Positive and Productive

Following up on my last post, What To Do When You’re Torn Between Wife and Girlfriend, I noted some all purpose rage in the comments directed at both the man in the middle and the other woman. The short summary being “Dude that’s immoral that you’re cheating on your wife!” and “Home-wrecking bitch!”

Okay… breathe people… let me explain my approach, and why I take a typically underwhelming moral viewpoint on people who ask me for help. So let’s play a game and assume that you, yes you my dear reader, have a very sticky personal problem that you need help with. So you write to me asking for help…  you also write to Ingrid Von Banhammer over at Bridezilla of Christ Blog for help as well.

Over at Bridezilla, Ingrid makes short work of your sinful bastard / whorish ways and expresses utter shock at your disgusting perversion of morality. She clutches her pearls and wrings her hands at you, because you’re so upsetting. Won’t you think of the children?!
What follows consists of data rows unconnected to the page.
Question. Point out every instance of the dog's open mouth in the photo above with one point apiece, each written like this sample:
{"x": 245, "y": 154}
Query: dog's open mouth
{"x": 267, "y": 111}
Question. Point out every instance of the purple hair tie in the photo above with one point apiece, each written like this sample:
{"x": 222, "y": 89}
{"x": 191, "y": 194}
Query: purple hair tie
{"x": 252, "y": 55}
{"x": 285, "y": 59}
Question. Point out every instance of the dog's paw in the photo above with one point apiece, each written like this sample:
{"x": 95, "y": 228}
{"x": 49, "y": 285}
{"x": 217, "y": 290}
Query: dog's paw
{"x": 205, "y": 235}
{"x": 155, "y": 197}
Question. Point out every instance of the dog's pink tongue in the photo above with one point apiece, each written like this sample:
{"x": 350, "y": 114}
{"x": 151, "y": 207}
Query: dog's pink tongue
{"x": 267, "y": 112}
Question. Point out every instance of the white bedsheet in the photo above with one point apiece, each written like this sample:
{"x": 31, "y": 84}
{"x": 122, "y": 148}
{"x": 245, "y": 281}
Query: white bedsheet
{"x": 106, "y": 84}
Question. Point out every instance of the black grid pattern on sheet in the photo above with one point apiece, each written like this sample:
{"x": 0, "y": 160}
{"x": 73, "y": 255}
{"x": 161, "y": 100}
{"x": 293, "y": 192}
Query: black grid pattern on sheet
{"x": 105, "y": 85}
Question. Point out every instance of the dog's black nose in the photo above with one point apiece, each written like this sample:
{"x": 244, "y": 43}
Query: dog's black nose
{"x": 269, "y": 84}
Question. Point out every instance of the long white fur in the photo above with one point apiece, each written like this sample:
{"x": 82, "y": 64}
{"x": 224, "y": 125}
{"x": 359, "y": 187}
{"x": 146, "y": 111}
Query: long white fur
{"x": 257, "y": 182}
Now the purpose of other people expressing moral outrage, is to get you to change your behavior by evoking shame or guilt. When this happens, typically you experience one of two reactions. (1)  You fold up like a wet napkin and admit to your badness, or (2) you engage your Rationalization Hamster and deny you did anything wrong. If your reaction is (2), then you change nothing about your situation and never return to Ingrid Von Banhammer’s blog because obviously she’s a heartless bitch.

Except it would be incredibly rare that you would write to Ingrid seeking a smack down. It’s far more likely that you write to Ingrid admitting to your evil behavior as part of your question. “Hi Ingrid, I know now that I’ve been a totally sinful asshole and made a real mess of things in my marriage. How do I fix it from here though?”  After that point, Ingrid can offer her advice and it’s probably not going to be all that bad and sound a lot like something I would say minus the physical fitness and with a side order of prayer.

However when you write to me, I take a different approach.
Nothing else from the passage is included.